As the ghost, notwithstanding his woe-begone expression of countenance, appeared more inclined for a jest than any thing serious, all fear had now left its victim. He resolved to obey the suggestion of his fancy, and beckoned to the spectre to assume the seat from which he had just arisen. It obeyed instantly, threw off its red mantle, placed the shaving apparatus on the table, and seated itself in the attitude of a man who wishes to get quit of his beard. Frank followed exactly the routine which bad been observed in his case, clipped the beard and hair, lathered the whole head, his ghostship sitting the whole time as steady as a barber's block.
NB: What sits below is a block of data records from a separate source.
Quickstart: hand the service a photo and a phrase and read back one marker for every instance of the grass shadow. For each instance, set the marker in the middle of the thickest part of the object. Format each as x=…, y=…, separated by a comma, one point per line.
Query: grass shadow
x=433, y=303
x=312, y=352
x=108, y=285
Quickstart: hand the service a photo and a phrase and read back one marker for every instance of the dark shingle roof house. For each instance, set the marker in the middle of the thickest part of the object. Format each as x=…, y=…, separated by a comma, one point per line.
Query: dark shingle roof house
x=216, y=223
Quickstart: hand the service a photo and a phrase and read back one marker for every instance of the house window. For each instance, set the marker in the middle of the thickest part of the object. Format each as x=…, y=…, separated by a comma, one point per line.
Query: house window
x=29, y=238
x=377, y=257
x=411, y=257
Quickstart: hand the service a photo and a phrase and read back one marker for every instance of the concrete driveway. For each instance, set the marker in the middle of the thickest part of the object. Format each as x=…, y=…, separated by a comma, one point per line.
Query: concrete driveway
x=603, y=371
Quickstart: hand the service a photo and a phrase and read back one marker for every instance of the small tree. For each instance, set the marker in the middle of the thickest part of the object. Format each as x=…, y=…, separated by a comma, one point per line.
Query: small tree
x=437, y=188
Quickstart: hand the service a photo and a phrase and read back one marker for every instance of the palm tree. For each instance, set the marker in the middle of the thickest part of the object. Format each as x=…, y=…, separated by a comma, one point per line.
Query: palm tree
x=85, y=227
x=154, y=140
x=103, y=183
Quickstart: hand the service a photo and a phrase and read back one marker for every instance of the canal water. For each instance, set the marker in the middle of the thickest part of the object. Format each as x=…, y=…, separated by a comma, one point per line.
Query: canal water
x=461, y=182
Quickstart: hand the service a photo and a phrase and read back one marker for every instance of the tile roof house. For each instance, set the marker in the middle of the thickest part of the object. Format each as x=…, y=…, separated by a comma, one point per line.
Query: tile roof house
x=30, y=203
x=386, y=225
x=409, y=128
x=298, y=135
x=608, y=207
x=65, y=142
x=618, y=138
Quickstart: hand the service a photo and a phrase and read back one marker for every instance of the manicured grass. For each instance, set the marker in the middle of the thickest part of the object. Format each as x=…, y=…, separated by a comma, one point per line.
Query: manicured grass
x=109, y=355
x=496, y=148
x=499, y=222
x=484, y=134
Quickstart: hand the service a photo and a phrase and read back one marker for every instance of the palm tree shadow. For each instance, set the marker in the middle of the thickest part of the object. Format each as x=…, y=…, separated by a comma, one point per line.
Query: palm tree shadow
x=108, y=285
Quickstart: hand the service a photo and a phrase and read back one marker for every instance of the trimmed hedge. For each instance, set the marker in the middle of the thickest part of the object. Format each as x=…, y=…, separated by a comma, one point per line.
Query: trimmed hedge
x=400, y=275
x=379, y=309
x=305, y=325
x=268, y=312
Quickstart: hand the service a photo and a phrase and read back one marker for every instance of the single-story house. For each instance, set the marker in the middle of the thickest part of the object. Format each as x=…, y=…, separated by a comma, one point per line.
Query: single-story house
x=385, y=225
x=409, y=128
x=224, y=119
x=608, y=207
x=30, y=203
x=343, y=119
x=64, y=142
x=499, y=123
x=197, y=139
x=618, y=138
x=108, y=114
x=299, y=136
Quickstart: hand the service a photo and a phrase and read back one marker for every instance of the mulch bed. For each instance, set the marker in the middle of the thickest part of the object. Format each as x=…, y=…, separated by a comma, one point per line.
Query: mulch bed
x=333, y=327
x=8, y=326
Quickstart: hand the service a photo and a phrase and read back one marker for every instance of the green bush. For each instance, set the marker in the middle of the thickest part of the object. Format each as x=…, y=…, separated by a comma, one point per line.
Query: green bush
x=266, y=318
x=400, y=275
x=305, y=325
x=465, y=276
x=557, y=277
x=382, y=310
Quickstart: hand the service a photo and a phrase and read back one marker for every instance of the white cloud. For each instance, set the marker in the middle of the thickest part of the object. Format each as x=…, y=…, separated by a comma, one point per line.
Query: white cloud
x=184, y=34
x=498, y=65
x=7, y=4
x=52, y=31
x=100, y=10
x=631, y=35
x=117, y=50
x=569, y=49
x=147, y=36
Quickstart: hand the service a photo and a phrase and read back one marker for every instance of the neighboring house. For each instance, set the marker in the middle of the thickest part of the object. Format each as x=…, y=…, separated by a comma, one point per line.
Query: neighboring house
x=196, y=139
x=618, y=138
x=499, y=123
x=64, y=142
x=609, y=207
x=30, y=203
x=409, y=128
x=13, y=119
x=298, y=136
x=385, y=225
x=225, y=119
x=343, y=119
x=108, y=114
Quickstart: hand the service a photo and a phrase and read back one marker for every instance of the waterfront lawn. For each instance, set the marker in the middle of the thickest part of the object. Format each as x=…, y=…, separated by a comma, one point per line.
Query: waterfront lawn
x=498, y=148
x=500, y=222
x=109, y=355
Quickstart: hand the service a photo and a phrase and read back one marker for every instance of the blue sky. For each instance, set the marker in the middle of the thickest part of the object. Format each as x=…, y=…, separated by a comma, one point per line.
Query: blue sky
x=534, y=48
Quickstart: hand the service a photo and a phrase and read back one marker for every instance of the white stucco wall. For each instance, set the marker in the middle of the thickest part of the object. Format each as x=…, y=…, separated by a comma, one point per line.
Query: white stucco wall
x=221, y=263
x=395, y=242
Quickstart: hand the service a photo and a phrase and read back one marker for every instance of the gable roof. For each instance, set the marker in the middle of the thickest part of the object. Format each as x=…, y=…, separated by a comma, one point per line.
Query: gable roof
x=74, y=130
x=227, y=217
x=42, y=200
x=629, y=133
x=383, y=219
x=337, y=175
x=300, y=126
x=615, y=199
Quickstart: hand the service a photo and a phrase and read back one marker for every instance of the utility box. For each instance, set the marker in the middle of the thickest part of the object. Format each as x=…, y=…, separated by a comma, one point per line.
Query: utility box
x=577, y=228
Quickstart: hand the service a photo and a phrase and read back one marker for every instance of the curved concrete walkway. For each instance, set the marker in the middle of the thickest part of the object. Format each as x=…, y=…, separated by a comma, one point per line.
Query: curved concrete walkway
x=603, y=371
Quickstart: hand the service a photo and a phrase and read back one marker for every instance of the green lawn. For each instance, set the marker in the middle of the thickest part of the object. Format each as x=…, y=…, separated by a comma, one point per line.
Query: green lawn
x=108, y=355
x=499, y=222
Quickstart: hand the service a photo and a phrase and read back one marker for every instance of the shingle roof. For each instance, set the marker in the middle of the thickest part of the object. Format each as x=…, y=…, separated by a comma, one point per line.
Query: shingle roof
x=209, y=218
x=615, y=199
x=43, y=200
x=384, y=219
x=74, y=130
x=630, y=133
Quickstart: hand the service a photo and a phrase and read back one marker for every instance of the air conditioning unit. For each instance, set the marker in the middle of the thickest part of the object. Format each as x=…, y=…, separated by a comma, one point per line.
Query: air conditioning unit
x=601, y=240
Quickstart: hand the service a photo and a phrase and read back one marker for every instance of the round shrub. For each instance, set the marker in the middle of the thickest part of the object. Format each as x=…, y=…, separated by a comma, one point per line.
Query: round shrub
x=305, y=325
The awkward wight was but a bad hand at the razor, (he never before had touched one,) so he shaved the beard against the hair, whereby the ghost made as strange grimaces as the ape of Erasmus, when he emulated his master in the self. infliction of the same delicate operation. The inexperienced blunderer began to feel strange, and thought of the proverb, "let the shoemaker stick to his last.” He put, however, a good countenance on the matter, and shaved the spectre as bald as himself.

Up to this moment, the business had been conducted on the footing of a pantomime. "Stranger," said the unearthly being, with a graceful and cordial bow, " accept my best thanks for the service you have done me. Through your means am I at last freed from the long imprisonment within this withered and marrowless frame, to which my soul has been doomed on account of my misdeeds.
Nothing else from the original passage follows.